Changement de registre donc, avec ce tout nouveau roman tout juste paru aux Editions de l’Olivier. Dans Désintégration, Emmanuelle Richard n’a rien perdu de son mordant, son pinceau est toujours aussi aiguisé mais cette fois-ci, elle le met au service de la haine. Et c’est nettement moins addictif.
Dans ses oreilles, PNL, Booba, Damso, Seth Gueko ou NTM. Les voix de ceux qui n’en ont pas. Et c’est sans doute comme cela que se place la narratrice qui écrit la vérité de la pauvreté dans la grande ville, celle de se comparer sans cesse à la masse riche. Se sentir rabaissée, méprisée, à peine considérer. Devoir accepter d’entendre parler de soi à la troisième personne.
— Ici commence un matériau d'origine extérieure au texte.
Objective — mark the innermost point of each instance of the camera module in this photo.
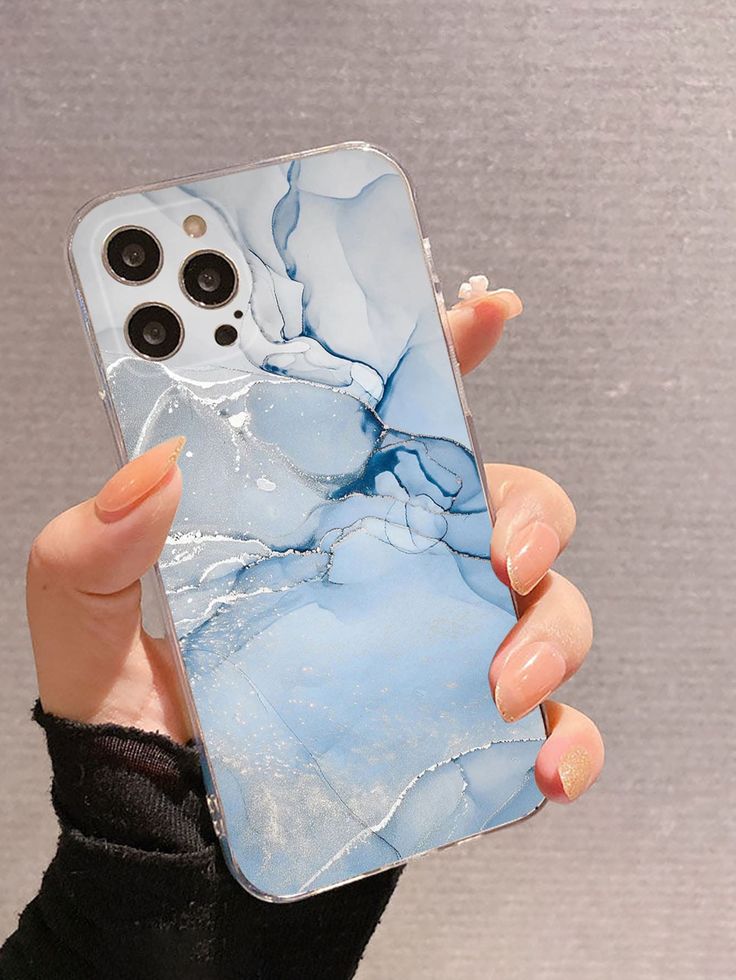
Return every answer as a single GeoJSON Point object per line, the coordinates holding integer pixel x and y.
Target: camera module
{"type": "Point", "coordinates": [154, 331]}
{"type": "Point", "coordinates": [209, 279]}
{"type": "Point", "coordinates": [132, 255]}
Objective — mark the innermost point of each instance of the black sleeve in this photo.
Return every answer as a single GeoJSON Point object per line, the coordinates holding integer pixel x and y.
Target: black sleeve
{"type": "Point", "coordinates": [138, 888]}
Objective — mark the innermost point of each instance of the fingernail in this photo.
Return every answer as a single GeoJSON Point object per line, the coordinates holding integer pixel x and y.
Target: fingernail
{"type": "Point", "coordinates": [137, 480]}
{"type": "Point", "coordinates": [474, 293]}
{"type": "Point", "coordinates": [575, 769]}
{"type": "Point", "coordinates": [529, 675]}
{"type": "Point", "coordinates": [529, 554]}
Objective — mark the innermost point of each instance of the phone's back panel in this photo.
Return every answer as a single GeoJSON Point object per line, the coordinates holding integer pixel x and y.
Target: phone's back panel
{"type": "Point", "coordinates": [328, 569]}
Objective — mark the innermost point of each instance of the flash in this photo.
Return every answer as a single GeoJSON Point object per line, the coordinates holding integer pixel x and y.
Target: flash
{"type": "Point", "coordinates": [195, 226]}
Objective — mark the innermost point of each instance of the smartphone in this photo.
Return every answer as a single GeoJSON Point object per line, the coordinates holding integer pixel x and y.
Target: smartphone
{"type": "Point", "coordinates": [326, 581]}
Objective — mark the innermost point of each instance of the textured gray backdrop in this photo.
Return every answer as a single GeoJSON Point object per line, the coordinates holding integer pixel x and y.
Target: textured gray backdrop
{"type": "Point", "coordinates": [581, 152]}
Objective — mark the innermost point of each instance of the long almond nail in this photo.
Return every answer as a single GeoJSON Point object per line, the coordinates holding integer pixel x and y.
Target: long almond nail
{"type": "Point", "coordinates": [529, 675]}
{"type": "Point", "coordinates": [530, 553]}
{"type": "Point", "coordinates": [575, 769]}
{"type": "Point", "coordinates": [137, 480]}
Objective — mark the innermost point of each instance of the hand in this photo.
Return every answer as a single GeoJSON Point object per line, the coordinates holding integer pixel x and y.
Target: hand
{"type": "Point", "coordinates": [95, 663]}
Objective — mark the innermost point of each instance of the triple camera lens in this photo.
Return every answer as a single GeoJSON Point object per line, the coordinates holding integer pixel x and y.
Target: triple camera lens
{"type": "Point", "coordinates": [133, 255]}
{"type": "Point", "coordinates": [209, 279]}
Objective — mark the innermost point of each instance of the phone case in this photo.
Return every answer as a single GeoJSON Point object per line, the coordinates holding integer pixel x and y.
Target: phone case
{"type": "Point", "coordinates": [327, 574]}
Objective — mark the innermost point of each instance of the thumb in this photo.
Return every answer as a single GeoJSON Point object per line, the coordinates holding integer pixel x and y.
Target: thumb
{"type": "Point", "coordinates": [83, 588]}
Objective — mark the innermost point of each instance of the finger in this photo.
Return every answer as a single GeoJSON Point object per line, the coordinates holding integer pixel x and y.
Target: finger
{"type": "Point", "coordinates": [545, 648]}
{"type": "Point", "coordinates": [83, 582]}
{"type": "Point", "coordinates": [572, 758]}
{"type": "Point", "coordinates": [534, 520]}
{"type": "Point", "coordinates": [477, 322]}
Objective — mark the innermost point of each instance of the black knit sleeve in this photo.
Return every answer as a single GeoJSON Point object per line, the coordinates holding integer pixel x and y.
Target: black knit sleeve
{"type": "Point", "coordinates": [138, 888]}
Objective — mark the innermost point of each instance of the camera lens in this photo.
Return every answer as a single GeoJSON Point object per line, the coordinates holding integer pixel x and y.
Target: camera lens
{"type": "Point", "coordinates": [154, 331]}
{"type": "Point", "coordinates": [133, 255]}
{"type": "Point", "coordinates": [209, 279]}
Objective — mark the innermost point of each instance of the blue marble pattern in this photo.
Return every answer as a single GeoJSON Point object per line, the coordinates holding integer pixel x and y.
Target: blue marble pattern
{"type": "Point", "coordinates": [328, 568]}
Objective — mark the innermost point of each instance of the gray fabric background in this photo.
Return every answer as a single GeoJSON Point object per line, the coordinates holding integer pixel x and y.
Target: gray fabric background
{"type": "Point", "coordinates": [581, 152]}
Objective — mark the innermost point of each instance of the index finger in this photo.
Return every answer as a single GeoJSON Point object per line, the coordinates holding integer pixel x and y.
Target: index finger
{"type": "Point", "coordinates": [477, 323]}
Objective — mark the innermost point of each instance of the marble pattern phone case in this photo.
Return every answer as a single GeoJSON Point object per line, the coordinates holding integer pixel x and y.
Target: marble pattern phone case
{"type": "Point", "coordinates": [328, 570]}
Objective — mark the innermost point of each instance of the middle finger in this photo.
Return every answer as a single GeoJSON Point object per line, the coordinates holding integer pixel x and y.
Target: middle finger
{"type": "Point", "coordinates": [545, 648]}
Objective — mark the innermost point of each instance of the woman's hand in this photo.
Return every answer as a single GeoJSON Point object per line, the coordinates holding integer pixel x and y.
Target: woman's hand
{"type": "Point", "coordinates": [95, 663]}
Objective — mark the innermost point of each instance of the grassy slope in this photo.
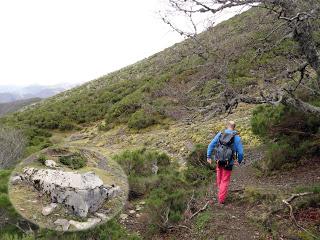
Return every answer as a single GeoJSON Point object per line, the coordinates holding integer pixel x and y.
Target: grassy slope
{"type": "Point", "coordinates": [6, 108]}
{"type": "Point", "coordinates": [164, 85]}
{"type": "Point", "coordinates": [169, 84]}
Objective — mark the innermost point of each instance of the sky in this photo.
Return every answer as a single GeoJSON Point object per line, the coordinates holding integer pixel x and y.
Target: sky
{"type": "Point", "coordinates": [50, 42]}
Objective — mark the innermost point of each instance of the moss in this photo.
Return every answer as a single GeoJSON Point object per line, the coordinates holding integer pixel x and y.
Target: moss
{"type": "Point", "coordinates": [203, 220]}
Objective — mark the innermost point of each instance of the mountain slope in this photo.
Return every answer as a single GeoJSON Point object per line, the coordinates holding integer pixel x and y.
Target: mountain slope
{"type": "Point", "coordinates": [14, 106]}
{"type": "Point", "coordinates": [175, 83]}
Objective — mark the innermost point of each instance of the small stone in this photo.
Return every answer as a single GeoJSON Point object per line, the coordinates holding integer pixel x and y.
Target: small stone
{"type": "Point", "coordinates": [132, 211]}
{"type": "Point", "coordinates": [102, 216]}
{"type": "Point", "coordinates": [50, 163]}
{"type": "Point", "coordinates": [85, 225]}
{"type": "Point", "coordinates": [49, 209]}
{"type": "Point", "coordinates": [64, 223]}
{"type": "Point", "coordinates": [123, 216]}
{"type": "Point", "coordinates": [16, 180]}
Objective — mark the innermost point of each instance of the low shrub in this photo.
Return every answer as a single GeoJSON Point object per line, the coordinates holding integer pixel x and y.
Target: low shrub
{"type": "Point", "coordinates": [42, 159]}
{"type": "Point", "coordinates": [141, 119]}
{"type": "Point", "coordinates": [290, 136]}
{"type": "Point", "coordinates": [168, 200]}
{"type": "Point", "coordinates": [198, 170]}
{"type": "Point", "coordinates": [256, 195]}
{"type": "Point", "coordinates": [74, 161]}
{"type": "Point", "coordinates": [142, 167]}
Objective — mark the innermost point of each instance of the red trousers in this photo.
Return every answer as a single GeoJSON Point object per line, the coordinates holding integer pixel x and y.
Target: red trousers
{"type": "Point", "coordinates": [223, 180]}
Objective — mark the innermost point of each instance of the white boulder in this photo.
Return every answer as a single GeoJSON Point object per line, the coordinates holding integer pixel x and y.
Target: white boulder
{"type": "Point", "coordinates": [85, 225]}
{"type": "Point", "coordinates": [16, 180]}
{"type": "Point", "coordinates": [64, 223]}
{"type": "Point", "coordinates": [49, 209]}
{"type": "Point", "coordinates": [80, 193]}
{"type": "Point", "coordinates": [50, 163]}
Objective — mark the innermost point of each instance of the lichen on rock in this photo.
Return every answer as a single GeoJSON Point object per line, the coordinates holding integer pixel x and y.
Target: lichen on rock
{"type": "Point", "coordinates": [80, 193]}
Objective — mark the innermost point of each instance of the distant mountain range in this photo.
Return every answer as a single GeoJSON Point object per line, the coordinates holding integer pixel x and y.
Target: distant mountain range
{"type": "Point", "coordinates": [12, 93]}
{"type": "Point", "coordinates": [9, 107]}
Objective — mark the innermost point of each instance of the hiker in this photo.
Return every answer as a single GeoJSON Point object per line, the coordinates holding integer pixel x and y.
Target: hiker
{"type": "Point", "coordinates": [228, 152]}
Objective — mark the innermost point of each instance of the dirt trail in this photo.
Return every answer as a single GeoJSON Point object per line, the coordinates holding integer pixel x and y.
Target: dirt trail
{"type": "Point", "coordinates": [234, 220]}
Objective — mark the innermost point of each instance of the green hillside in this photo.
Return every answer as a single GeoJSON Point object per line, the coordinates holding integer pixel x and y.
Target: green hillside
{"type": "Point", "coordinates": [171, 84]}
{"type": "Point", "coordinates": [162, 109]}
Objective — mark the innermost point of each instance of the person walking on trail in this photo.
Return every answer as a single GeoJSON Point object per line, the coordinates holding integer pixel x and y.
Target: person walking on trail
{"type": "Point", "coordinates": [228, 151]}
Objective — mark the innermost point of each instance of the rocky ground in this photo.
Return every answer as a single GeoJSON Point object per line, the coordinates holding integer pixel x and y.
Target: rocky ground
{"type": "Point", "coordinates": [62, 198]}
{"type": "Point", "coordinates": [243, 216]}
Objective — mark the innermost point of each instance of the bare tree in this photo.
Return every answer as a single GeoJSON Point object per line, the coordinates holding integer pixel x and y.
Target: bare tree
{"type": "Point", "coordinates": [12, 144]}
{"type": "Point", "coordinates": [296, 19]}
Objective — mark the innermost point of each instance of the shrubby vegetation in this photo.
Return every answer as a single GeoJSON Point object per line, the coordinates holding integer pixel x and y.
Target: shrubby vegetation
{"type": "Point", "coordinates": [198, 170]}
{"type": "Point", "coordinates": [74, 161]}
{"type": "Point", "coordinates": [143, 168]}
{"type": "Point", "coordinates": [291, 136]}
{"type": "Point", "coordinates": [168, 191]}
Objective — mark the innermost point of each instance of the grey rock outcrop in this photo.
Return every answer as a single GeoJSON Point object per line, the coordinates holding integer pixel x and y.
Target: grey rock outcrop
{"type": "Point", "coordinates": [85, 225]}
{"type": "Point", "coordinates": [16, 179]}
{"type": "Point", "coordinates": [49, 209]}
{"type": "Point", "coordinates": [63, 223]}
{"type": "Point", "coordinates": [50, 163]}
{"type": "Point", "coordinates": [80, 193]}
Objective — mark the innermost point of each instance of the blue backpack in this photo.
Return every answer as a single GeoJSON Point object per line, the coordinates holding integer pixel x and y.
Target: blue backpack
{"type": "Point", "coordinates": [224, 153]}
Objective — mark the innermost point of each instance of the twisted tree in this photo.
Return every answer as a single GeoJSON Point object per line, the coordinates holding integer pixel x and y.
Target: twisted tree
{"type": "Point", "coordinates": [298, 20]}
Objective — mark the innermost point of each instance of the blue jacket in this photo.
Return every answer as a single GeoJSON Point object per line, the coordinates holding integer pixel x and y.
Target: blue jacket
{"type": "Point", "coordinates": [237, 145]}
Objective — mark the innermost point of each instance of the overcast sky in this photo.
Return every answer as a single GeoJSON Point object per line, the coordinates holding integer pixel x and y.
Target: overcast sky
{"type": "Point", "coordinates": [70, 41]}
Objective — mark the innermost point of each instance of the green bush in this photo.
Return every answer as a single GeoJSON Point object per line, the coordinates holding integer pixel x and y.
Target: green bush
{"type": "Point", "coordinates": [42, 159]}
{"type": "Point", "coordinates": [198, 170]}
{"type": "Point", "coordinates": [74, 161]}
{"type": "Point", "coordinates": [293, 135]}
{"type": "Point", "coordinates": [140, 119]}
{"type": "Point", "coordinates": [167, 200]}
{"type": "Point", "coordinates": [140, 166]}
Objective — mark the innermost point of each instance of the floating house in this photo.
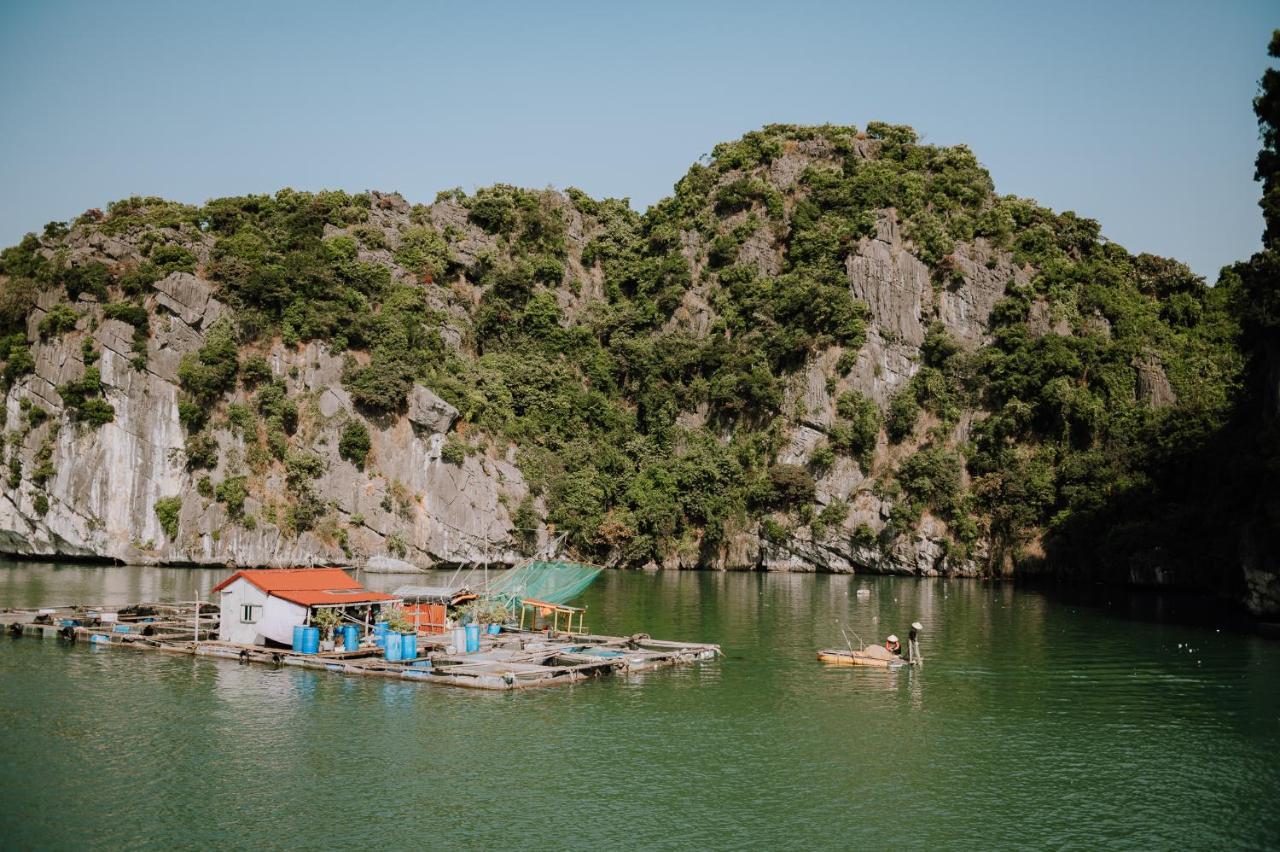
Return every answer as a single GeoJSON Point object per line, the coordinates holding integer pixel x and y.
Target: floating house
{"type": "Point", "coordinates": [261, 604]}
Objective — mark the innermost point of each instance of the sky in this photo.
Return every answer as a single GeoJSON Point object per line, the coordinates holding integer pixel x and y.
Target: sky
{"type": "Point", "coordinates": [1136, 114]}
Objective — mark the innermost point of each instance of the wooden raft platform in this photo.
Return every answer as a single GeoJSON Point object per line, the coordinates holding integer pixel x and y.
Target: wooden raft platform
{"type": "Point", "coordinates": [515, 659]}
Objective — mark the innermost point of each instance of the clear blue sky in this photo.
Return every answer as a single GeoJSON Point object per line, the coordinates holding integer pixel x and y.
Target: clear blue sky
{"type": "Point", "coordinates": [1133, 114]}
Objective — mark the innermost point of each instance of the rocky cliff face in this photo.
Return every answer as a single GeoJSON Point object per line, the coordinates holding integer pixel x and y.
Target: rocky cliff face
{"type": "Point", "coordinates": [106, 481]}
{"type": "Point", "coordinates": [828, 351]}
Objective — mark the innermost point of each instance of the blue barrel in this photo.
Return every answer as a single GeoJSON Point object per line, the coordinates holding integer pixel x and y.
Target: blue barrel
{"type": "Point", "coordinates": [311, 640]}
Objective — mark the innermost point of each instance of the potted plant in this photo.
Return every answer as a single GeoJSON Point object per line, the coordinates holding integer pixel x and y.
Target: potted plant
{"type": "Point", "coordinates": [327, 619]}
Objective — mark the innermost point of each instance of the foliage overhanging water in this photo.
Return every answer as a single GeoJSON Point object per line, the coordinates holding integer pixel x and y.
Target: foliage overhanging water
{"type": "Point", "coordinates": [1034, 722]}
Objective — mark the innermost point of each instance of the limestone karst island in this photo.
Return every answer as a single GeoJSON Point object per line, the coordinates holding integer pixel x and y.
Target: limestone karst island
{"type": "Point", "coordinates": [835, 495]}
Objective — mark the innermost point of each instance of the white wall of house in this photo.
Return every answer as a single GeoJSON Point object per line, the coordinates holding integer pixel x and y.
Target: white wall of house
{"type": "Point", "coordinates": [242, 607]}
{"type": "Point", "coordinates": [279, 618]}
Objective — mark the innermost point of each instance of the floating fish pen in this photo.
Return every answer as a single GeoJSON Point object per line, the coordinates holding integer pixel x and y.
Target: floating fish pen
{"type": "Point", "coordinates": [499, 656]}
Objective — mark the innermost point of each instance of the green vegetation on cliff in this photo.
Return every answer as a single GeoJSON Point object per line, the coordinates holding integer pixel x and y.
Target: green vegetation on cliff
{"type": "Point", "coordinates": [826, 337]}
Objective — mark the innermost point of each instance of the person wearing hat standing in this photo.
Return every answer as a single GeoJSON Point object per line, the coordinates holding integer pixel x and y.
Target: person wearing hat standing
{"type": "Point", "coordinates": [913, 647]}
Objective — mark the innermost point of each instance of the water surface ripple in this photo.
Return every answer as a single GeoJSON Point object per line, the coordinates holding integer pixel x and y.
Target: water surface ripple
{"type": "Point", "coordinates": [1033, 723]}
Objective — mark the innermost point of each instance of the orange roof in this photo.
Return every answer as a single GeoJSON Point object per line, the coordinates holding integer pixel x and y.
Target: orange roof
{"type": "Point", "coordinates": [307, 586]}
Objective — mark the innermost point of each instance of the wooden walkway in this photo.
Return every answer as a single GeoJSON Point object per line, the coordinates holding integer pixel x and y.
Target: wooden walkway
{"type": "Point", "coordinates": [508, 660]}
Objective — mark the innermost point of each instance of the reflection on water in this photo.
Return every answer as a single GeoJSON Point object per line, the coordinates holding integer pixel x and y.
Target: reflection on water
{"type": "Point", "coordinates": [1034, 722]}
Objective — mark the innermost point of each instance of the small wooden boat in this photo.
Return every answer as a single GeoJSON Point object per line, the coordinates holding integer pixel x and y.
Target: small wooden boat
{"type": "Point", "coordinates": [873, 655]}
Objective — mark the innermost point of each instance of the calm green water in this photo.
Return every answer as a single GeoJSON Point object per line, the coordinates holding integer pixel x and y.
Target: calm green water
{"type": "Point", "coordinates": [1033, 723]}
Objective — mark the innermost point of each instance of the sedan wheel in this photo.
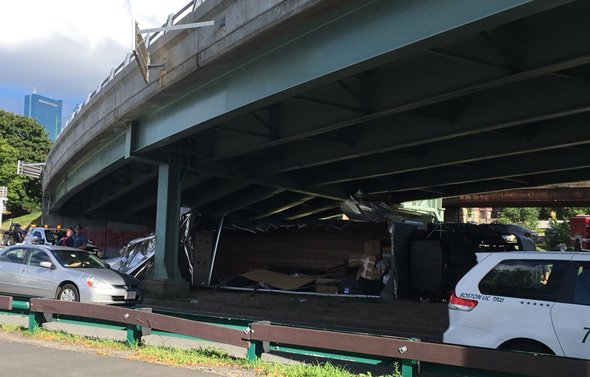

Entre les lignes bien sûr, la jalousie, l’envie, la tristesse aussi sans doute. Mais la violence est réelle, la souffrance aussi. La jeune femme, étudiante, ne s’en sort pas malgré les petits boulots et tente de l’expliquer quand autour d’elle, tout n’est qu’argent.
“J’avais beau être moi-même une étudiante avec des velléités d’écriture, je les haïssais avec violence, tous autant qu’ils étaient. “
Elle rêve d’écrire, de devenir quelqu’un sans vraiment se l’avouer. Elle le deviendra mais ne sera jamais des leurs, en viendra presque à regretter d’en faire partie désormais, de ce microcosme qu’elle détestais jadis.
Désintégration est un roman déstabilisant. C’est un roman ouvertement ampli de rage, écrit et assumé comme tel. Un journal comme un de ceux qu’on pourrait trouver sur la table d’un de ces déséquilibrés qui un jour, finissent par péter le câble de trop. Ou alors, juste la voix sincère d’une population écrasée par une autre. C’est un roman qui, inévitablement, se lit avec l’expérience qui est la nôtre et qui, alors, sera jugé en fonction.
Emmanuelle Richard, Désintégration, Editions de l’Olivier, 16,50€, 208 pages.